In the past two decades, the more conventional paradigms of the art-making practice in India have widened and become more varied; the art market too has made its presence felt. The public has opened up to receiving all kinds of art in different ways, from the cerebral and conceptual to installation, which is ephemeral. No one says that this is not art.

This gives artists the freedom but how far they take it creatively is important. One of the larger problems is the lack of public institutions that support this kind of work. In the West, museums such as the Tate, pressured not to seem dated, go one step forward to absorb work that was not part of their agendas. This will happen in India as well.

As I see it art has a much larger definition. The kind of artist I am, I will soon start questioning the pleasure principle of this show I have already attempted to build criticality into it, more deconstruction will follow.

Something tells me I will go back to making art that foregrounds forms, concepts and questions as I have done through the notion of the archive which is a significant trajectory of my work.

By this, you mean the practice of using parts of earlier works in a different way in new projects?

Yes. The set I made for Making Strange' comprised parts of earlier works which were re-presented. Using the archive of one's own work is not a case of not having anything new' to say. The work is dismantled and re-presented. My own work becomes the found object. An archive is not something static; it is constantly being reinvented as it is being pulled out and engaged with, coming to you as memory, as fragment.

Ultimately, as an artist who wears the garment of a political being, how do you look at the politics of your latest art stakeout?

Commodification of culture rules our lives today. Most of us live inside television screens or in the virtual world. These are much larger universes and they affect our lives much more than, say, 30 years ago.

There are complex economic production processes at work. Then there are private body fantasies and social desires to want to be part of group identity but seem different at the same time. When I went to the NIFT [National Institute of Fashion Technology] library while researching for this show I came across an extraordinary body of work on fashion done by anthropologists, sociologists and culture theorists. As artists, do we enter this arena or do we stay away fearing that we will get eaten up by the monster?

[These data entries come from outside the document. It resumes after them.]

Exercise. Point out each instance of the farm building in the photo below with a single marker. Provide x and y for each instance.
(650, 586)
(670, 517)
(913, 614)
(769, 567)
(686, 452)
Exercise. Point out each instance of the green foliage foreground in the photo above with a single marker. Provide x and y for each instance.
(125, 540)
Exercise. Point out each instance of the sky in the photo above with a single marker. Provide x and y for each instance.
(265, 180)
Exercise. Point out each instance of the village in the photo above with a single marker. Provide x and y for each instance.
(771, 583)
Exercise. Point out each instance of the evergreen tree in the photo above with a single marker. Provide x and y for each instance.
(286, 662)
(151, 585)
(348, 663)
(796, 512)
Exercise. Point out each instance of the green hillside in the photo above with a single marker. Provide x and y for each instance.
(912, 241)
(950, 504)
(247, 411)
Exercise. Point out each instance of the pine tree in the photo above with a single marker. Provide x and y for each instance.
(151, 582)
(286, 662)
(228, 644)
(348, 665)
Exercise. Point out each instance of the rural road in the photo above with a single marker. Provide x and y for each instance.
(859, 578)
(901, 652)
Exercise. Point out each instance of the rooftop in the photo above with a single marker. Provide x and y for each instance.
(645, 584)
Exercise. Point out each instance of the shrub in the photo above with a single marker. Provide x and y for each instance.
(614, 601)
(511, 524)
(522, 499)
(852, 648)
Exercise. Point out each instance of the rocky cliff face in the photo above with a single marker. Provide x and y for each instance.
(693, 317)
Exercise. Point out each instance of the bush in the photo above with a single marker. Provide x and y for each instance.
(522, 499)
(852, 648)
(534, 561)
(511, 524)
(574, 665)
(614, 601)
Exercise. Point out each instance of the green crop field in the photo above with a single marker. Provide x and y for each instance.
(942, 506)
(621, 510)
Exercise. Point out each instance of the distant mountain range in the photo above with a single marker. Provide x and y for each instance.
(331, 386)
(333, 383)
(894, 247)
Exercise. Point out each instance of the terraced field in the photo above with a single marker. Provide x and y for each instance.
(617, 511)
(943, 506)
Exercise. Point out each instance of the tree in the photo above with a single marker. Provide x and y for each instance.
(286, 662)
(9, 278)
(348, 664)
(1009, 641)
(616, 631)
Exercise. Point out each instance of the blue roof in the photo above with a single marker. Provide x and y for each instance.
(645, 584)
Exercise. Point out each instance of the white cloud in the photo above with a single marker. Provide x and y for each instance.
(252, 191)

I would argue that one must take the risk, but constantly put questions, breakers and interruptions in the interpretation of a definitive image the model and the ramp walk. The model carrying the garment is a moving and animated armature. It is precisely this movement that makes performance and allows you to cross over to some other space such as theatre or dance.

Think of a contemporary dance choreographer wanting to choreograph several compositions with three or four garments, or aspiring to a scale and having 30 garments to a composition. Some garments may be difficult to dance in but Pina Bausch has said you can just be standing and you are a dancer. All these conventions allow the garments to be interpreted in different ways. Or imagine 10 to 12 garments seated before a theatre director asking to be cast as characters.

I am excited at the thought of life beyond the show.